Metal binding to brain-specific metallothionein-3 studied by electrospray ionization mass spectrometry.

Metallothionein-3 (MT-3) is a brain-specific isoform of metallothioneins, which is down-regulated in Alzheimer's disease (AD), inhibits the growth of neurons in vitro, and differs from common MTs also in gene regulation. To elucidate the differences in structure and function between MT-3 and common MTs, Zn2+ and Cd2+ binding to MT-3 and MT-1 were studied using electrospray ionization time of flight mass spectrometry (ESI TOF MS) at pH values between 7.5 and 2.7. The metal binding properties of MT-3 differ considerably from those of MT-1. After reconstitution with a metal excess, metallated MT-3 exists as a mixture of Zn7MT-3 (or Cd7MT-3, respectively) and several metalloforms with stoichiometries below and above seven.
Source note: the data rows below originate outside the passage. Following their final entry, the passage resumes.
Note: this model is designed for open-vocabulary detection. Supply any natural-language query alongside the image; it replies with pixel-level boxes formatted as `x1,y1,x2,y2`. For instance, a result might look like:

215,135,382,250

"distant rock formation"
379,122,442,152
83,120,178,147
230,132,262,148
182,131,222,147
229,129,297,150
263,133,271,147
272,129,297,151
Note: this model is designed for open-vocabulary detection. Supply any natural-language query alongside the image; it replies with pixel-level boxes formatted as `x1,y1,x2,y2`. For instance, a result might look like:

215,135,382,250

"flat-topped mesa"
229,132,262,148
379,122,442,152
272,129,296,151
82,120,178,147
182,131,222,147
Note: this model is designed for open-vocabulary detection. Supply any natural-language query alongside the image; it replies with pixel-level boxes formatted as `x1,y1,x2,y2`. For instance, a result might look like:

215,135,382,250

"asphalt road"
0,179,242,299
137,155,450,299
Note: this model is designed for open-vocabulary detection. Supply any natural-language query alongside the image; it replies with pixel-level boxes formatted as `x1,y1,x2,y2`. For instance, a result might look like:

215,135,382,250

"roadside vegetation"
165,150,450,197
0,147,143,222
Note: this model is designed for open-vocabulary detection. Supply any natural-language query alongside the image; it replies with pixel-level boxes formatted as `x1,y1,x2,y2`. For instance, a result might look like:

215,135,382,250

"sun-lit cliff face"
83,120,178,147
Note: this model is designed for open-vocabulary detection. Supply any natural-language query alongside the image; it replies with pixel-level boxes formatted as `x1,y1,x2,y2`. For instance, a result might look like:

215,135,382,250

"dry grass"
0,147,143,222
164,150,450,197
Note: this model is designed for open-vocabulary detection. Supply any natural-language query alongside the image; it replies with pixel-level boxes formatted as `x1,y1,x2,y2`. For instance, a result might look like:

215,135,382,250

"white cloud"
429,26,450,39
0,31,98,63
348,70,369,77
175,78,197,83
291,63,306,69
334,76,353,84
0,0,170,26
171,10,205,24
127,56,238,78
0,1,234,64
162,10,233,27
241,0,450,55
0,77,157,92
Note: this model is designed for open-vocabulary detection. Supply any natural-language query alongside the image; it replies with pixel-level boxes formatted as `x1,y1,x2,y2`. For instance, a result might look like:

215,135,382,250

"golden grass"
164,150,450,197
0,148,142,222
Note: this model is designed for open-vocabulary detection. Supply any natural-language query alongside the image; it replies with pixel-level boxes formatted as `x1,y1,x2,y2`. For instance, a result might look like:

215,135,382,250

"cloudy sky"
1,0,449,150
In contrast, MT-1 exists as a single Zn7MT-1 (or Cd7MT-1). Lowering of pH leads to a stepwise release of metals from metallated MT-3, first from extra sites, then from the 3-metal cluster and finally from the 4-metal cluster. At acidic pH values the 4-metal cluster of MT-3 is slightly more stable than that of MT-1. The results demonstrate higher structural plasticity, dynamics and metal binding capacity of MT-3 than of MT-1, which makes MT-3 suitable as a zinc buffer-transfer molecule in zinc-enriched neurons functioning at conditions of fluctuating zinc concentrations.